Plaintiff argues that the district court erred in concluding that his suit for refund was untimely, because the Form 872-A that Plaintiff signed "permits [him] to file a refund claim at any time before the agreement is terminated, and it has never been terminated." That argument fails to distinguish an administrative claim from a judicial complaint. Plaintiff is correct that Form 872-A extends the time within which he may file a claim with the IRS for a refund, but this is not a claim for a refund. Rather, it is a suit in district court challenging the denial of a claim for a refund and, as such, may be broughtonly within the time provided for such suits under 26 U.S.C. S 6532(a)(1).


Plaintiff argues that the two-year statute of limitations in 26 U.S.C. S 6532(a)(1) is "obviously inconsistent" with the provision of Form 872-A that extends the time for filing a refund claim and suggests that the "inconsistency " must be resolved in his favor. There is no inconsistency, however. Under Form 872-A, a taxpayer may file an administrative claim for refund within six months after the agreement ends. If the taxpayer does so, and the claim is disallowed, the taxpayer has two years within which to file suit challenging that disallowance, as in any case in which the IRS has disallowed a claim for refund. The provision of Form 872-A on which Plaintiff bases his argument simply extends the time in which Plaintiff can bring his initial administrative claim; it does not purport to override, or in any way affect, the statute of limitations for suits in district court, contained in 26 U.S.C. S 6532(a)(1). The form and the statute are not inconsistent. Both can, and must, be given effect.

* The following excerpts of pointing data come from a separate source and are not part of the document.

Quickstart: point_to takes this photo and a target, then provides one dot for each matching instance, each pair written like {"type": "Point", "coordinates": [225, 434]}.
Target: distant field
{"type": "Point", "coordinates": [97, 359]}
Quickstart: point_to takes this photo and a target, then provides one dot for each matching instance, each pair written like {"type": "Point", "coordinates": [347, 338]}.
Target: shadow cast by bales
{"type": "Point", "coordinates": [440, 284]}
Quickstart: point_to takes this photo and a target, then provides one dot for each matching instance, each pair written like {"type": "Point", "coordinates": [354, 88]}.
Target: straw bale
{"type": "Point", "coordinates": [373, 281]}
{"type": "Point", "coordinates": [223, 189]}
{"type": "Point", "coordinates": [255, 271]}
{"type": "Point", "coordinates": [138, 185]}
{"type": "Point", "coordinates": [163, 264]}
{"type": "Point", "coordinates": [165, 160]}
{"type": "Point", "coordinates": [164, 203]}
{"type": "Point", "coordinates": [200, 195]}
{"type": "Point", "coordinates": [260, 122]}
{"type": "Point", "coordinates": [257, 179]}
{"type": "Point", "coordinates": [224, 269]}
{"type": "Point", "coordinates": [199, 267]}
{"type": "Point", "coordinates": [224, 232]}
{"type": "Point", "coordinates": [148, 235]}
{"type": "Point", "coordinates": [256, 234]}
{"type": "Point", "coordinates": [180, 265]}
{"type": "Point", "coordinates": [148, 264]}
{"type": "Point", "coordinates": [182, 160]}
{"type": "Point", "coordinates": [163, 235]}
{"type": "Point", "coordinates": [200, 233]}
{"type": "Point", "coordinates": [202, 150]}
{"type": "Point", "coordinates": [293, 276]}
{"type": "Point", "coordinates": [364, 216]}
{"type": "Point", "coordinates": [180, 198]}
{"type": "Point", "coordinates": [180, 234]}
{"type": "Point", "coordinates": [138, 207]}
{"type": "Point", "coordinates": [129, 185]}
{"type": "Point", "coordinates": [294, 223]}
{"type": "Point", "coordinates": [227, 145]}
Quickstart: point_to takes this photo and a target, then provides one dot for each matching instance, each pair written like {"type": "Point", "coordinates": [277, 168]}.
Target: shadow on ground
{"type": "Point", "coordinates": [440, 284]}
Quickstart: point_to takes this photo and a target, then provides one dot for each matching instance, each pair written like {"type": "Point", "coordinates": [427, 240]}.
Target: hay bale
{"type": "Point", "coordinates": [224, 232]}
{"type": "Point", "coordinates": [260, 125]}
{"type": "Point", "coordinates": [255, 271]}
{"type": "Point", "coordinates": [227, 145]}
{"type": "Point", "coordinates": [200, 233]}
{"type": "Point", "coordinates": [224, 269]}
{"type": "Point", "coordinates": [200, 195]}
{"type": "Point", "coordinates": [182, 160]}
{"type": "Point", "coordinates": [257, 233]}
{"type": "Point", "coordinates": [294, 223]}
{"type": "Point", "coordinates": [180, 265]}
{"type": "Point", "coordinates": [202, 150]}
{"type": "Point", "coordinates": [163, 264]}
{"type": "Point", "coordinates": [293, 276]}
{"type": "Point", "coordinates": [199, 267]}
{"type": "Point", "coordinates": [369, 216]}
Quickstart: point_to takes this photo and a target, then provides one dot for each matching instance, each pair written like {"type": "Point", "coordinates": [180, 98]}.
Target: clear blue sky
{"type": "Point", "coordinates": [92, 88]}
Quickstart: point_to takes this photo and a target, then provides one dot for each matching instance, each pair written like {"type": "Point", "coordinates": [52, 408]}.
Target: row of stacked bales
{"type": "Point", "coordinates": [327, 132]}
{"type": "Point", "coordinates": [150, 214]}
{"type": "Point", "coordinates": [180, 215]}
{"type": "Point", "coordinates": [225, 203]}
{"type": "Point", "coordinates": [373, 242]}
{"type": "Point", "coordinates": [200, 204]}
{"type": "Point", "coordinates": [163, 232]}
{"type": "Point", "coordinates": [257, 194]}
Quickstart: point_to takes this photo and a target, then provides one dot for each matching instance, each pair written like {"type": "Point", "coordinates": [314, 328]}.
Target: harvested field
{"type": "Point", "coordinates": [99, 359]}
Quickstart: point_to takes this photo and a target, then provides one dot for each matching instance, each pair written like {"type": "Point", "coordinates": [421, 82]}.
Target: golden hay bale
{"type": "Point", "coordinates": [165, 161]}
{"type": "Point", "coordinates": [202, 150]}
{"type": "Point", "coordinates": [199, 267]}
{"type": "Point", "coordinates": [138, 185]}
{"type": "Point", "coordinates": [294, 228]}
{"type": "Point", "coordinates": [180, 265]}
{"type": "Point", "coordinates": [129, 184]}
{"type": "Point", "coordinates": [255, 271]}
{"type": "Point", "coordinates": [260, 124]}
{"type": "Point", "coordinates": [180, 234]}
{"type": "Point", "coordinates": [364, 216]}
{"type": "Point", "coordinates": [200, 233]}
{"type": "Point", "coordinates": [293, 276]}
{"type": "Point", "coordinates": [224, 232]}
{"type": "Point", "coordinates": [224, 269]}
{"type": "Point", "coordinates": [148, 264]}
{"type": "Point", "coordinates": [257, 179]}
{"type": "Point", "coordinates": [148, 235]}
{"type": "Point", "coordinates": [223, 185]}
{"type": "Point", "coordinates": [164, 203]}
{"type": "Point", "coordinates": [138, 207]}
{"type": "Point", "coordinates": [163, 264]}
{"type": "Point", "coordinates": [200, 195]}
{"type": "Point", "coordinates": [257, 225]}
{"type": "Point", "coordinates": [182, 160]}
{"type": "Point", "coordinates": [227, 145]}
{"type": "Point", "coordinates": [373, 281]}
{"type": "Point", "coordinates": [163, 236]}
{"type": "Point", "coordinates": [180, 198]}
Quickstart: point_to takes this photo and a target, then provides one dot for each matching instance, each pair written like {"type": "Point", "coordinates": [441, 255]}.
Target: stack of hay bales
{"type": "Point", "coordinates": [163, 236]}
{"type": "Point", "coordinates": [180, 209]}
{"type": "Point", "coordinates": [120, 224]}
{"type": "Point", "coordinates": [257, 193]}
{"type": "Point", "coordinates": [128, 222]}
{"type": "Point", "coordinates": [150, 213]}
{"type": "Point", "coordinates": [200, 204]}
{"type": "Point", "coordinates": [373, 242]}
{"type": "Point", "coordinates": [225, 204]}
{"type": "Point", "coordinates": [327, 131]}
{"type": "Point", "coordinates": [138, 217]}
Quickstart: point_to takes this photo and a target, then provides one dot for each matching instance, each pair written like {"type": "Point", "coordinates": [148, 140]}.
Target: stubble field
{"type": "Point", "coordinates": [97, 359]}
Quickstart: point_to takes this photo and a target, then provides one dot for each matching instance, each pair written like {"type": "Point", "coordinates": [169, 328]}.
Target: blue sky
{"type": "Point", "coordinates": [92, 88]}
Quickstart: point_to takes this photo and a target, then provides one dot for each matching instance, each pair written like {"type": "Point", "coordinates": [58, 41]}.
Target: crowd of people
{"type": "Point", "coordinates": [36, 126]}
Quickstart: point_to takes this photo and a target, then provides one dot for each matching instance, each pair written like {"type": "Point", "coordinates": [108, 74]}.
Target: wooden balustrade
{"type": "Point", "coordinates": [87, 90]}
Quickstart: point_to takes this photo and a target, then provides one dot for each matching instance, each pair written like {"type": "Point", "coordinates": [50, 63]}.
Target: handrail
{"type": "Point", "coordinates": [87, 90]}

Defendant does not explain why the IRS has failed for 16 years to complete its "examination" of PAMCORP and thereby put this matter to rest. It is easy to understand why Plaintiff sought a refund of the additional income tax that he had remitted in 1984; after all, he had waited 11 years for the IRS to tell him whether he even owed that tax in the first place. However, after his claim for refund was disallowed, Plaintiff himself waited so long that he failed to meet the applicable statute of limitations. Accordingly, the district court's grant of summary judgment for Defendant was not error.


B. Payment of Tax or "Deposit"


Plaintiff also argues that the district court erred because his 1984 remittance of $26,911 to the IRS was not a payment of tax but, rather, was merely a "deposit," which he may reclaim without regard to the statutes governing refunds of "taxes." That argument is unpersuasive. Plaintiff's complaint explicitly seeks a "repayment of tax," not a repayment of a deposit. The complaint was brought pursuant to 26 U.S.C. S 7422(a), a statutory provision that allows suits for recovery only of "internal revenue tax," and 28 U.S.C.S 1346(a)(1), which gives district courts jurisdiction over suits to recover "tax" and "penalt[ies]." Neither of those statutes authorizes a suit to recover a "deposit." Even if Plaintiff could have brought a suit to recover a "deposit" in district court in this situation, a question that we need not decide, he did not do so in this case.


Defendant also points out that Plaintiff did not follow any of the administrative procedures for designating a payment to the IRS as a "deposit" when he remitted the additional $26,911 in 1984. Defendant's argument further supports the conclusion that Plaintiff intended that remittance as a payment of "tax" and instituted this suit in an attempt to recover that "tax," notwithstanding his suggestions to the contrary in this proceeding.



The district court did not err in granting Defendant's motion for summary judgment.





The panel unanimously finds this case suitable for decision without oral argument. See Fed. R. App. P. 34(a)(2).


The Honorable Alicemarie H. Stotler, United States District Judge for the Central District of California, sitting by designation


Plaintiff and his wife filed joint returns for all the tax years in question; however, Plaintiff's wife is not a party to this action. It is unclear from the briefs and the excerpts of record why she is not a party, but no one argues that her absence is legally significant.